I'm working on a chrome extension for use in a headless browser in marginalia search to capture information about network traffic, ads, and popovers when visiting a website, to better identify nuisance websites.
A bit of a janky setup, but I've mostly gotten it to do what I want it to do after some head scratching.
Holy shit, so you are uh building a search engine from scratch.
Do you crawl yourself? What is your infrastructure? What is your goal for search.marginalia ?
> Holy shit, so you are uh building a search engine from scratch.
Yup
> Do you crawl yourself?
Yup
> What is your infrastructure?
All custom built in Java, sitting on a rack server in a basement in Sweden.
> What is your goal for search.marginalia ?
I'm basically building what I feel is lacking in internet search and discovery, which is tools for finding stuff based on something other than a popularity metric, as those tend to feed into themselves to make the web seem so small.
> Can you give some rough indications of how many pages you index in total?
I index like 300 million documents right now, though I crawl something like 1.4 billion (and could index them all).
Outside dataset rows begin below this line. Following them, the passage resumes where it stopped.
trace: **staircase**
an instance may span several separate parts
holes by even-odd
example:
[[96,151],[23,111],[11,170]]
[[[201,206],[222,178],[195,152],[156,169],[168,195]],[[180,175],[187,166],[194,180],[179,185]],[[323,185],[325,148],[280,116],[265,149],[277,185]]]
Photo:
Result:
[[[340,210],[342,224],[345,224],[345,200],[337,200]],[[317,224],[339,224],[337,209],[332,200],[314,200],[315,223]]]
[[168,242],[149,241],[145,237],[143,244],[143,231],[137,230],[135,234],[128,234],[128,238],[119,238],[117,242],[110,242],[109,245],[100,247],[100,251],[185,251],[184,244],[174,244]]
The search engine is pretty judicious about filtering out low quality results, mostly because this improves the search results.
> How many page you crawl each day?
I don't know if I have a good answer for that. In general the crawling isn't really much of a bottleneck. I try to refresh the index completely every ~8 weeks, and also have some capabilities for discovering recent changes via RSS feeds.
> Size of the machine(s) in RAM and HDD?
It's an EPYC 7543 x2 SMP machine with 512 GB RAM and something like 90 TB disk space, all NVMe storage.
A bit of a janky setup, but I've mostly gotten it to do what I want it to do after some head scratching.